NESTLE CARNATION COFFEE-MATE was the first non-dairy powdered creamer making its debut in 1961. In 1989 the company launched its Liquid Non-Dairy Creamer. Nestle, the world's largest food company has been harshly criticized in recent years for its aggressive marketing techniques for its baby formula in third world countries. Their efforts have encouraged women in those countries to abandon nursing and use Nestle formula instead.

Sharing shelf space with Coffee-mate in the coffee section and in the refrigerated case are two other major brands: Borden Cremora from Eagle Family Foods and International Delight from Morningstar, a division of Suiza Foods Company. Suiza is part of Dean Foods, a huge dairy conglomerate. Morningstar is not to be confused with Morningstar Farms, a division of Kellogg's that produces vegetarian foods.

The principal ingredients in all of these nondairy creamers are sugars and vegetable oils. The three brands contain partially hydrogenated oils loaded with trans fats. The Coffee-mate label indicates the oil could be any of the following: coconut, palm kernel, soybean, cottonseed, or safflower. The sugars are a combination of corn syrup, maltodextrin, and sugar.

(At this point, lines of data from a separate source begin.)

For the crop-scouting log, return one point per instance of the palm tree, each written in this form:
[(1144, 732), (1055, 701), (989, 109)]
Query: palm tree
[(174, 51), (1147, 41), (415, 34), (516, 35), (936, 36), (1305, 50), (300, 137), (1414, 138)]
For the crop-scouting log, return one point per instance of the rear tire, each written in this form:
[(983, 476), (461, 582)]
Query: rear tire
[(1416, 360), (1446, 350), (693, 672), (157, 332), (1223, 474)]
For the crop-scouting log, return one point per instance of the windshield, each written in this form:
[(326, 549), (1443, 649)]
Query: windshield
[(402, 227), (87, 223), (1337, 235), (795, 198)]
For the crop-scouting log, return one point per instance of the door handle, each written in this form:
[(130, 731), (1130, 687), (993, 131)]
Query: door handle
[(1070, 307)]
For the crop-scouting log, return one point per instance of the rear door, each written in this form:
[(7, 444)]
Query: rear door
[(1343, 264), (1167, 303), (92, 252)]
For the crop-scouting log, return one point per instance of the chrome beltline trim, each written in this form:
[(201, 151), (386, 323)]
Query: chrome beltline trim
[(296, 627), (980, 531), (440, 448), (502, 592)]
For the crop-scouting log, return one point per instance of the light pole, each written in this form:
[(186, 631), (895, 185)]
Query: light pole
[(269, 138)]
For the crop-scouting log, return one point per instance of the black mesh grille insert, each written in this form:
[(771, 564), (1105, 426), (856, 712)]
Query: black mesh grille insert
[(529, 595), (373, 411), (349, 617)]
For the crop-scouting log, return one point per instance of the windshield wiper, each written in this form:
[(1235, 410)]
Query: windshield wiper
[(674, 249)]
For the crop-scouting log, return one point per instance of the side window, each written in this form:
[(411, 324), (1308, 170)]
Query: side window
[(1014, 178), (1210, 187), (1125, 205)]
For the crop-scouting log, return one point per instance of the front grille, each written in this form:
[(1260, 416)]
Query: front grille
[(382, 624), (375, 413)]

All three brands contain sodium caseinate. The sodium caseinate's purpose is to provide a hint of dairy flavor as well as to create a thickening and whitening for a creamy look and feel. Sodium caseinate is obtained from fresh and pasteurized skim milk by acid coagulation of the casein, neutralization with sodium hydroxide, and drying in a spray dryer.

Common among the nondairy creamers is dipotassium phosphate (a powder used to moderate coffee acidity), mono and diglycerides (to prevent oil separation), and natural and artificial flavors and colors.

Those seeking a vegan non-dairy creamer that is "truly" without milk derivatives could find two soy-based brands on the shelves of health food stores or large supermarkets with health food sections.

Westsoy Crème de la Soy is made from organic soybeans, filtered water, brown rice syrup, organic expeller pressed soybean oil, natural flavors, dipotassium phosphate, and carrageenan (a thickener derived from a red seaweed commonly called Irish Moss). Westsoy is a division of Hain Food Group, a natural food conglomerate.

Another vegan creamer is Silk Original Creamer produced by White Wave. This product contains filtered water, whole organic soybeans, expeller pressed organic canola oil, naturally milled organic evaporated cane juice, maltodextrin (from corn), soy lecithin, potassium phosphate, sodium citrate, carageenan, tapioca starch, and natural flavors. White Wave is now a division of dairy conglomerate Dean Foods that also produces International Delight creamers.

In our opinion most non-dairy creamers flunk the test. The first and only question on the test asks whether the creamer is non-dairy. Those that contain sodium caseinate are not what they're quacked up to be!


Anonymous said...

If you weren't a nut job vegan you wouldn't have to worry about.

Anonymous said...

Are people with allergies to dairy "nut-jobs" as well? Ignorance is bliss apparently.